Bakers Journal

Education insights

August 18, 2011
By Anthony Borgo

Alot of work goes into the development of a new culinary program in the
Ontario college system. There are many questions that need answering
prior to starting the process.

Alot of work goes into the development of a new culinary program in the Ontario college system. There are many questions that need answering prior to starting the process. A new program is developed to meet student, social and labour needs, and to complement the strategic direction of the college.

Today’s students are interested in small class sizes and face time with instructors.


A new program must meet the college’s curriculum standards, industry committee apprenticeship regulations, and the approval of the Ontario Ministry of Training, Colleges and Universities. A list of courses – the program outline – for any culinary program should attract a student much like a well-written menu does a customer. Educators, much like chefs, will tell you that it’s all in the menu planning. There are many stages and steps to creating a new educational program. From concept to design, and development through implementation, it’s an elaborate and cumbersome undertaking.
There are a number of ways in which new programs emerge but primarily they come about in response to an additional program offering in the college system or in response to current industry trends. Development principles are subject to rigorous scrutiny to ensure that colleges are able to prepare students with the basic knowledge of industry terminology, specific working certifications, and discipline and work ethics. Trying to help students prepare for their chosen field has its challenges. Educators are always learning about how to better connect students with the industry. They are focused on building symmetry between prospective employees and ready employers. 


Teaching and preparing students for today’s job market is about getting students to apply skills and techniques. These learning outcomes are developed through a scope of practice. This is the technical description of activities that constitute the work that is part of a trade. Our role is to help students achieve and become better on-the-job learners. Teachers need to focus on learning that is measurable and calculated. Helping students figure out how they learn and assimilate knowledge is paramount in obtaining a deep and positive understanding of subject matter. Students need to focus on the fundamental skills and techniques that will make them a marketable commodity in the industry. A well put-together program should take the student through all stages of the learning process and allow them to build upon their skills through active experimentation.  All students become successful if they can develop the confidence to apply real on-the-job skills. Achievement through education brings a confident, employable person to the work force. It’s up to industry to show students how to succeed from there.

An educational program should allow students to learn, formulate new interpretations and critique their work.

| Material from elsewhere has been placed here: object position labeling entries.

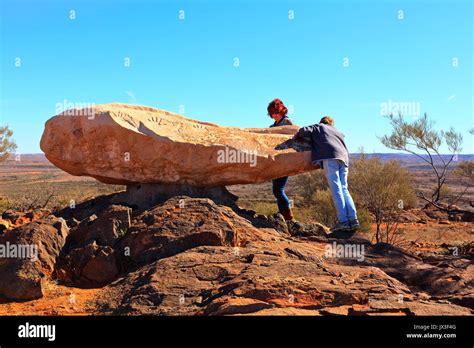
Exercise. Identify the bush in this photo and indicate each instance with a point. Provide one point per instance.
(384, 189)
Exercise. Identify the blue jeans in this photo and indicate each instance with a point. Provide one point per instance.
(279, 192)
(336, 174)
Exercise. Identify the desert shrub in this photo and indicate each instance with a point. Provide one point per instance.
(383, 189)
(420, 136)
(7, 144)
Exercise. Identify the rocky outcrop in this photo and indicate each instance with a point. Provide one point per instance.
(28, 255)
(130, 144)
(191, 256)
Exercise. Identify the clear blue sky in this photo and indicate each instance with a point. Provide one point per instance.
(405, 57)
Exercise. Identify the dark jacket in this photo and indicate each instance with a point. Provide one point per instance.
(326, 143)
(284, 121)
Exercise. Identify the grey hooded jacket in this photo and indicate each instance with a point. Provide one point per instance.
(326, 143)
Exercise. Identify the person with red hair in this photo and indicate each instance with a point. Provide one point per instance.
(278, 111)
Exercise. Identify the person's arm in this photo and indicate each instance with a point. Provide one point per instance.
(304, 133)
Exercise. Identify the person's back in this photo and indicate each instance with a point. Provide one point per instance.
(327, 142)
(329, 150)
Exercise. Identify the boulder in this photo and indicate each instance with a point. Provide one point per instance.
(131, 144)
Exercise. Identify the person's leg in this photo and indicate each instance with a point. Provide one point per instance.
(350, 206)
(332, 171)
(282, 199)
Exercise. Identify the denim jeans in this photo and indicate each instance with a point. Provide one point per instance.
(336, 174)
(279, 193)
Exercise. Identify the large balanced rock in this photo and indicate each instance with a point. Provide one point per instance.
(126, 144)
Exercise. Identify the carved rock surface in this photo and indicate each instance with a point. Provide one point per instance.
(126, 144)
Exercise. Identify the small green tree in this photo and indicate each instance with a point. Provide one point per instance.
(420, 136)
(6, 143)
(464, 173)
(384, 189)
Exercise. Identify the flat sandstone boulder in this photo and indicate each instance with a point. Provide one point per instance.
(129, 144)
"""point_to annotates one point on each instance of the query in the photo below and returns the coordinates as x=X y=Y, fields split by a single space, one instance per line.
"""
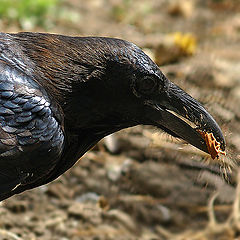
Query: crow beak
x=180 y=115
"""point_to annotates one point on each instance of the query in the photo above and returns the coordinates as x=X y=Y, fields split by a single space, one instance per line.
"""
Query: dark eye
x=147 y=85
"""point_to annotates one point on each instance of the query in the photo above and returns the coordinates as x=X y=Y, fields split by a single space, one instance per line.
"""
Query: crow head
x=126 y=88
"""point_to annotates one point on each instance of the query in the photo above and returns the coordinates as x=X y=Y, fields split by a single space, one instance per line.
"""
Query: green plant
x=28 y=13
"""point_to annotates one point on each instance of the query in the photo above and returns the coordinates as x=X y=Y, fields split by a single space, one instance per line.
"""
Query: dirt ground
x=150 y=187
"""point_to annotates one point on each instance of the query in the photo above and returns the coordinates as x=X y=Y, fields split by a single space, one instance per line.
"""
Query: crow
x=59 y=95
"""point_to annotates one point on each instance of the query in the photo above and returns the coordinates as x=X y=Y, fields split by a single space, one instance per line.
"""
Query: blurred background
x=142 y=184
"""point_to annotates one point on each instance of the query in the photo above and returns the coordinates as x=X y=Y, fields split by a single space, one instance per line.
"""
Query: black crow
x=60 y=95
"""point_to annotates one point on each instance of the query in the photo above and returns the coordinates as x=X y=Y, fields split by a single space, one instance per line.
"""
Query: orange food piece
x=213 y=146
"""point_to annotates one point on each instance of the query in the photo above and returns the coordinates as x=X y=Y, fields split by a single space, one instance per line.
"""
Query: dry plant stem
x=234 y=217
x=211 y=215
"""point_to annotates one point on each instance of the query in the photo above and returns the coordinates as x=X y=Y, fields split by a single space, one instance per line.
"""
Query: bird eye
x=147 y=85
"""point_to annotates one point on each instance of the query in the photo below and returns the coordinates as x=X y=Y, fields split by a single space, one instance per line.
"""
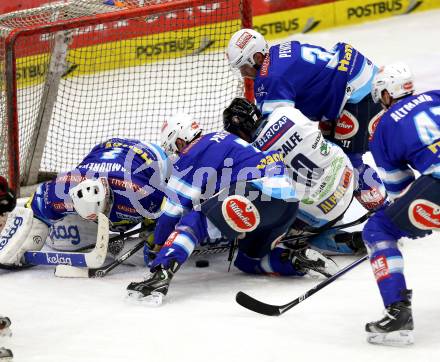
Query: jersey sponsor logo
x=347 y=126
x=424 y=214
x=264 y=71
x=260 y=92
x=240 y=213
x=330 y=202
x=324 y=149
x=243 y=40
x=380 y=268
x=371 y=199
x=171 y=238
x=127 y=185
x=274 y=133
x=372 y=125
x=125 y=208
x=56 y=259
x=318 y=138
x=4 y=240
x=269 y=159
x=375 y=8
x=290 y=144
x=64 y=232
x=345 y=61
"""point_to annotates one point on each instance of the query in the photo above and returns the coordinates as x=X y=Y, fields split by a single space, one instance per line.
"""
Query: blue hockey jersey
x=213 y=162
x=408 y=137
x=136 y=172
x=316 y=81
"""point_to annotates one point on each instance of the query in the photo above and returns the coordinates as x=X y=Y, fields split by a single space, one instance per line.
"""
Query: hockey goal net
x=76 y=72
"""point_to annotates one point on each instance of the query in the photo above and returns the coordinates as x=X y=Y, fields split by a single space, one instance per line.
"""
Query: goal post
x=77 y=72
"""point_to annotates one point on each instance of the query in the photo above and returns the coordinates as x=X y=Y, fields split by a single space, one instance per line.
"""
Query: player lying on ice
x=325 y=85
x=413 y=120
x=7 y=203
x=323 y=176
x=121 y=178
x=221 y=185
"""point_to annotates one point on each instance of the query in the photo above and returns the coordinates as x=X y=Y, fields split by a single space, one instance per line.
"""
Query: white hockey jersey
x=323 y=174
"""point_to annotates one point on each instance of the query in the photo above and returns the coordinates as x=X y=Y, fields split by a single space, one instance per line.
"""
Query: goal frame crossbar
x=65 y=25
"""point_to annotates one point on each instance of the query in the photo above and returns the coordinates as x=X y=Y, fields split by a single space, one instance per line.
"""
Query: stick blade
x=68 y=271
x=255 y=305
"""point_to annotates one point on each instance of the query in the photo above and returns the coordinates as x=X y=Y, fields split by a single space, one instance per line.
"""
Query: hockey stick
x=257 y=306
x=310 y=234
x=94 y=258
x=68 y=271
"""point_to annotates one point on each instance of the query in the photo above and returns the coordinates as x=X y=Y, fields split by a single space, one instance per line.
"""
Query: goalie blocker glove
x=153 y=289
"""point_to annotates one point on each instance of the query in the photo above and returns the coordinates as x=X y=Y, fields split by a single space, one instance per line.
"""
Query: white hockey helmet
x=180 y=125
x=396 y=78
x=92 y=196
x=242 y=47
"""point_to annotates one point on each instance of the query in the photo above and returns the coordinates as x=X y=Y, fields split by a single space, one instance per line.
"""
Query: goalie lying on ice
x=121 y=178
x=229 y=189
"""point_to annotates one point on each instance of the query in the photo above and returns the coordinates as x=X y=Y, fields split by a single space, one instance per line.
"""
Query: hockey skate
x=313 y=263
x=5 y=355
x=339 y=243
x=5 y=322
x=396 y=328
x=152 y=290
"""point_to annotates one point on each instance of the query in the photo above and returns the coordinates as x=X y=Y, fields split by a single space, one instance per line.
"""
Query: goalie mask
x=394 y=78
x=241 y=115
x=242 y=47
x=91 y=197
x=180 y=125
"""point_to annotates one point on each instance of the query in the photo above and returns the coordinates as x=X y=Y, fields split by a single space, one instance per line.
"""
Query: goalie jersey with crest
x=136 y=173
x=323 y=174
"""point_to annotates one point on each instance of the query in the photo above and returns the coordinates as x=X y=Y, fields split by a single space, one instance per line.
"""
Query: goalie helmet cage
x=75 y=73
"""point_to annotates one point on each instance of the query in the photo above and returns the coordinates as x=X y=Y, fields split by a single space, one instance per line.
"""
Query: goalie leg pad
x=22 y=232
x=72 y=233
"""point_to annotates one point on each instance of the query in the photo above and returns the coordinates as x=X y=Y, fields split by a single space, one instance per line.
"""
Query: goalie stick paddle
x=257 y=306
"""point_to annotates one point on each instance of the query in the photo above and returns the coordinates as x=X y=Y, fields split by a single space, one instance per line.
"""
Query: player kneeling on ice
x=322 y=174
x=337 y=92
x=7 y=203
x=222 y=186
x=414 y=122
x=120 y=178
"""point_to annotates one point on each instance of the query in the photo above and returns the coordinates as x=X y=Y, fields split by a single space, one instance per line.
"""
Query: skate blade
x=5 y=332
x=395 y=339
x=155 y=299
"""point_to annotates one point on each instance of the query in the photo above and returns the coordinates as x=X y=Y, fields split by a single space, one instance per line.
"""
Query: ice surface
x=63 y=320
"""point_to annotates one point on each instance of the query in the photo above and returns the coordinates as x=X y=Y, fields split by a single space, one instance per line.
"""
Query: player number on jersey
x=311 y=54
x=427 y=128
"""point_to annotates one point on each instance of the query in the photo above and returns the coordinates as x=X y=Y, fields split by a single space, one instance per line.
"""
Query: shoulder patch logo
x=347 y=126
x=240 y=213
x=373 y=124
x=243 y=40
x=424 y=214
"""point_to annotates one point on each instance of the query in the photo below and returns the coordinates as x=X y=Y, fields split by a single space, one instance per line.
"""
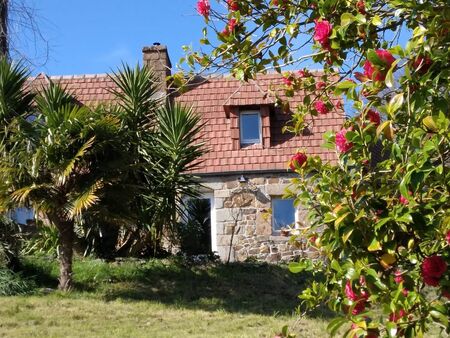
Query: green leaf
x=347 y=19
x=395 y=104
x=340 y=219
x=429 y=123
x=335 y=324
x=376 y=20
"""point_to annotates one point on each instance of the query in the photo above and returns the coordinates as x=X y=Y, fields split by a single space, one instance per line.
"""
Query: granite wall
x=244 y=222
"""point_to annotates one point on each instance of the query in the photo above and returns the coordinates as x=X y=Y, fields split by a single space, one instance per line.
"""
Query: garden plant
x=380 y=214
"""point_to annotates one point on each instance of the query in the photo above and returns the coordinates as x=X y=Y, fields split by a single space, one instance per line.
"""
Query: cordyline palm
x=165 y=144
x=60 y=164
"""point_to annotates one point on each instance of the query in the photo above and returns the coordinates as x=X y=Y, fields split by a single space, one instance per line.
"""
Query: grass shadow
x=257 y=288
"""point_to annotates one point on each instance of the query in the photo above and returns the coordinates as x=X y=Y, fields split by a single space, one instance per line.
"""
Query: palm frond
x=85 y=199
x=136 y=93
x=71 y=163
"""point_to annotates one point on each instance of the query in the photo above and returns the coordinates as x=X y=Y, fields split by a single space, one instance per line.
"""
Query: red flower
x=233 y=5
x=287 y=81
x=404 y=200
x=301 y=73
x=433 y=268
x=361 y=6
x=297 y=160
x=398 y=277
x=431 y=281
x=321 y=107
x=342 y=144
x=396 y=316
x=374 y=73
x=320 y=85
x=203 y=7
x=231 y=26
x=386 y=57
x=374 y=117
x=446 y=293
x=349 y=292
x=322 y=32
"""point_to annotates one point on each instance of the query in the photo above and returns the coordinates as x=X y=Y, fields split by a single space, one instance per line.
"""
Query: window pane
x=283 y=213
x=250 y=128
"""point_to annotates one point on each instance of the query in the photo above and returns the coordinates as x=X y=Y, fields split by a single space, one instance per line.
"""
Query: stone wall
x=243 y=218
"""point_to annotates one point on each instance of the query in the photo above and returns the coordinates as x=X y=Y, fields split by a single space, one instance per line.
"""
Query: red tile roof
x=212 y=99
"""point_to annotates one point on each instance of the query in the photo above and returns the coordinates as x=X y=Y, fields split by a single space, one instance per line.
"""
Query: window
x=250 y=127
x=283 y=213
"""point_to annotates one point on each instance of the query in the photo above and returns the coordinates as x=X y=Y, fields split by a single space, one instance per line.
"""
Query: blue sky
x=94 y=36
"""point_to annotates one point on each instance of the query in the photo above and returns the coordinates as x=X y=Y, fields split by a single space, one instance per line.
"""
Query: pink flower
x=349 y=291
x=396 y=316
x=203 y=8
x=321 y=107
x=233 y=5
x=322 y=32
x=434 y=266
x=422 y=64
x=360 y=300
x=297 y=161
x=361 y=7
x=386 y=57
x=398 y=278
x=374 y=117
x=374 y=73
x=342 y=144
x=446 y=293
x=231 y=26
x=404 y=200
x=432 y=269
x=320 y=85
x=301 y=73
x=287 y=81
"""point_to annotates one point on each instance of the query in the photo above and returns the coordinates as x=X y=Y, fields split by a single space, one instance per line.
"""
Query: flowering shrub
x=297 y=160
x=380 y=213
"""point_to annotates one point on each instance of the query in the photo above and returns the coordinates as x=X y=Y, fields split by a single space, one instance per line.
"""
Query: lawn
x=158 y=298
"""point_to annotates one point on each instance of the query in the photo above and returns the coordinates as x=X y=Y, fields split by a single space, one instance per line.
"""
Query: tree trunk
x=4 y=28
x=65 y=252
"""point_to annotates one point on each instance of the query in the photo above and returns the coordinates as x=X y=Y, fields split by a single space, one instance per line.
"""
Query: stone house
x=245 y=172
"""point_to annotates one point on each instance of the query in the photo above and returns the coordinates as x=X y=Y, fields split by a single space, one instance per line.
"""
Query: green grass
x=158 y=298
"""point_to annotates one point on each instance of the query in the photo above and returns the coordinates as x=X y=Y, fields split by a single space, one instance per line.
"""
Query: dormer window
x=250 y=127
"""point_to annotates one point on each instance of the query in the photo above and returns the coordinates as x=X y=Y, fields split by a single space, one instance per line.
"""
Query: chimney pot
x=156 y=58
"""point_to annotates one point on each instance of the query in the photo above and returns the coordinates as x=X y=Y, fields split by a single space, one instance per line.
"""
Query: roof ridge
x=71 y=76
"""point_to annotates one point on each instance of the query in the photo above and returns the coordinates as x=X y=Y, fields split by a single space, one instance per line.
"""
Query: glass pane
x=283 y=213
x=250 y=128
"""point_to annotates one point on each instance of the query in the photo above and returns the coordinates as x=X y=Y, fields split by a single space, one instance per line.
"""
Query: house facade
x=244 y=173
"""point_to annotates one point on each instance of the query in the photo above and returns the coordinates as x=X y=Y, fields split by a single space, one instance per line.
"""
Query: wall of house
x=243 y=220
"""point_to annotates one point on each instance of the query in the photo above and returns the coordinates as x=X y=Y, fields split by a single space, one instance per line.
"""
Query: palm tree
x=60 y=162
x=124 y=164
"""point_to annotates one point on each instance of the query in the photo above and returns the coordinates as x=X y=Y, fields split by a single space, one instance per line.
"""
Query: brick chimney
x=156 y=57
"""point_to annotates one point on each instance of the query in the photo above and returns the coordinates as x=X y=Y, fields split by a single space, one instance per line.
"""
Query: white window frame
x=296 y=219
x=250 y=141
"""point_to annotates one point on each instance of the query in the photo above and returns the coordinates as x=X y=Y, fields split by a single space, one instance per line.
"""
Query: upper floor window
x=283 y=214
x=250 y=127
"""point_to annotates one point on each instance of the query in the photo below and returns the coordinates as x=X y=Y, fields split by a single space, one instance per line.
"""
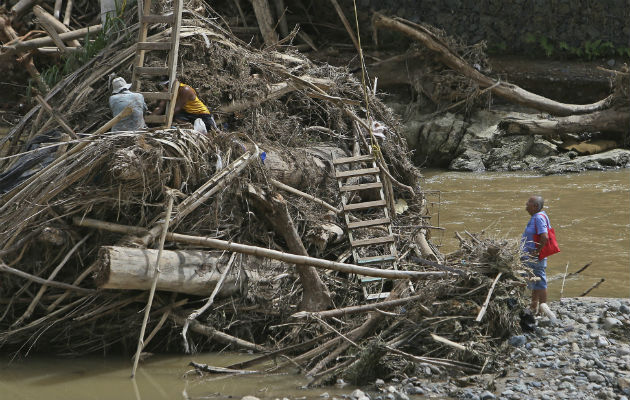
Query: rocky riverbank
x=583 y=354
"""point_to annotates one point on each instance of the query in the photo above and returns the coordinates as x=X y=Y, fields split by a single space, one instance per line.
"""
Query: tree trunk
x=315 y=296
x=611 y=120
x=183 y=271
x=508 y=91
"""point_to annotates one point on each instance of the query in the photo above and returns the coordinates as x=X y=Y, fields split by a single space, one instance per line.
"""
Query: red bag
x=551 y=247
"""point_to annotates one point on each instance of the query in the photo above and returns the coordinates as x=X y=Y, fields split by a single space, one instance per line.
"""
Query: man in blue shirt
x=538 y=225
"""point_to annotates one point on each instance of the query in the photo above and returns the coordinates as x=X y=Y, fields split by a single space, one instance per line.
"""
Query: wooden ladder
x=170 y=70
x=366 y=250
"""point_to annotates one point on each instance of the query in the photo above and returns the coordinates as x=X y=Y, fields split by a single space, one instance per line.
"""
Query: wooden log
x=48 y=41
x=611 y=120
x=265 y=21
x=508 y=91
x=42 y=15
x=278 y=255
x=191 y=271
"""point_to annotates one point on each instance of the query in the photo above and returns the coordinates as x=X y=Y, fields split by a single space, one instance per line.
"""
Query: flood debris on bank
x=256 y=253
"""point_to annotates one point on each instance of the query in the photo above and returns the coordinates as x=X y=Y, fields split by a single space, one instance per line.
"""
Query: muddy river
x=591 y=215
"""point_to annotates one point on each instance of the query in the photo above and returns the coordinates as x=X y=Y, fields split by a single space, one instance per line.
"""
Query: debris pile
x=236 y=220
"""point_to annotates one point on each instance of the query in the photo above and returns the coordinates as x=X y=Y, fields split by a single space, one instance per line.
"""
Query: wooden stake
x=482 y=312
x=305 y=195
x=56 y=116
x=200 y=311
x=147 y=309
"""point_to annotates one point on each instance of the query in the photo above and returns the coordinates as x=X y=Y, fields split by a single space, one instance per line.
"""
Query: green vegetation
x=588 y=50
x=93 y=44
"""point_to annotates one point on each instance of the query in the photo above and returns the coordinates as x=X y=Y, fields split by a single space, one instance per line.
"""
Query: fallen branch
x=290 y=189
x=361 y=309
x=505 y=90
x=60 y=285
x=212 y=333
x=484 y=308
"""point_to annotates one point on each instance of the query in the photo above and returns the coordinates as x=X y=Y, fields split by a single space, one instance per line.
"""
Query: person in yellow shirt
x=188 y=106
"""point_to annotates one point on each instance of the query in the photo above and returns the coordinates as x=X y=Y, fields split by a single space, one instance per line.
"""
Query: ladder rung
x=366 y=242
x=346 y=160
x=152 y=70
x=154 y=46
x=367 y=204
x=376 y=259
x=155 y=119
x=157 y=19
x=370 y=222
x=356 y=172
x=362 y=186
x=156 y=95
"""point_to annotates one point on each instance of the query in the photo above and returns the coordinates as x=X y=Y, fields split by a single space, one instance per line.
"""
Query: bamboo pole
x=193 y=315
x=60 y=285
x=359 y=309
x=483 y=310
x=56 y=116
x=48 y=41
x=156 y=274
x=293 y=190
x=41 y=14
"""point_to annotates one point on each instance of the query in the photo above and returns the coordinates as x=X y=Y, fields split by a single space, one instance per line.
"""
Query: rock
x=595 y=377
x=470 y=160
x=602 y=341
x=610 y=322
x=518 y=341
x=487 y=396
x=543 y=148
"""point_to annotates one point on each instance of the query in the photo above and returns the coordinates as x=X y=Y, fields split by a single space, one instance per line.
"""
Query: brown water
x=590 y=213
x=162 y=378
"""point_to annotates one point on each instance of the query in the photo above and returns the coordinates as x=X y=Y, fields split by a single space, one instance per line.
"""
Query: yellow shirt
x=195 y=106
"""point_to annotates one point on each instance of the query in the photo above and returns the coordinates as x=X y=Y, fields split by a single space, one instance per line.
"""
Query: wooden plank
x=156 y=95
x=356 y=172
x=367 y=242
x=361 y=206
x=155 y=119
x=153 y=71
x=157 y=19
x=153 y=46
x=346 y=160
x=370 y=222
x=375 y=259
x=362 y=186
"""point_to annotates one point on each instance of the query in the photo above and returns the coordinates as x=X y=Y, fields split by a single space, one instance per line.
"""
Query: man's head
x=119 y=84
x=534 y=204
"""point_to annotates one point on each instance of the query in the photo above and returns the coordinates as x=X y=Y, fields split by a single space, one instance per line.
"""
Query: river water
x=591 y=215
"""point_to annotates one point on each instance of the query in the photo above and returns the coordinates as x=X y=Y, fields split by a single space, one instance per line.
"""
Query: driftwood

Most culinary programs attract learners through a sense of the trade history and the art of craftsmanship. But not all students make a choice to attend a college based on the reputation of a program alone. Much as it is during the hiring process , “fit” seems to be at the forefront of the decision-making process.

Smaller class sizes and increased face-to-face time with instructors are what interest students. Some colleges design their curriculum and present program outlines in a tidy and well-written list that conjures up images of modern and contemporary learning. It all has a look and feel that excites the curious learner until they arrive in the classroom, where they may feel disconnected from their surroundings and experience a quick lesson with the smoke-and-mirrors approach to learning. Developing courses and content should mean more than trying to make a program appear cutting edge using convoluted language. The focus should always be about delivering a quality education through learning and self-improvement.

These qualities are complex and burden faculty throughout the development of a new program. They require constant attention and continual review in order to achieve the right mix in the classroom. A good faculty team that invests the time because its members care and believe in this process helps develop the best graduates. Individuals that go forth into the industry and become successful understand that learning never ends – completing one aspect of an education moves them to the next step on a continuum of lifelong learning.

Two of the top 10 college programs that have been steadily growing over the past few years are cooking and baking. Serving and consuming good food has become a conscious priority in our social fabric. Food has seen a resurgence in the mainstream culture, which has translated into huge growth in cooking schools and post-secondary programs. The demand for qualified cooks has been on the rise, with a special demand for those skilled in international cuisine and baking. The culinary arts field is a challenging one and staying current on new trends in taste and nutrition are a must for any foodservice worker. A career in cooking or baking can be an extremely rewarding one with a number of ways to diversify and expand in the future. Educational institutions have a responsibility to create new programs, renew current ones, provide students with proper training and supply industry with skill-based workers. And that’s exactly the direction in which we are going.

 Borgo, CCC, CBS, is the co-ordinator of culinary programs at Georgian College. In addition to educating cook apprentice, culinary and hospitality management students, Borgo is planning new programming that will enhance employment opportunities for students in central Ontario.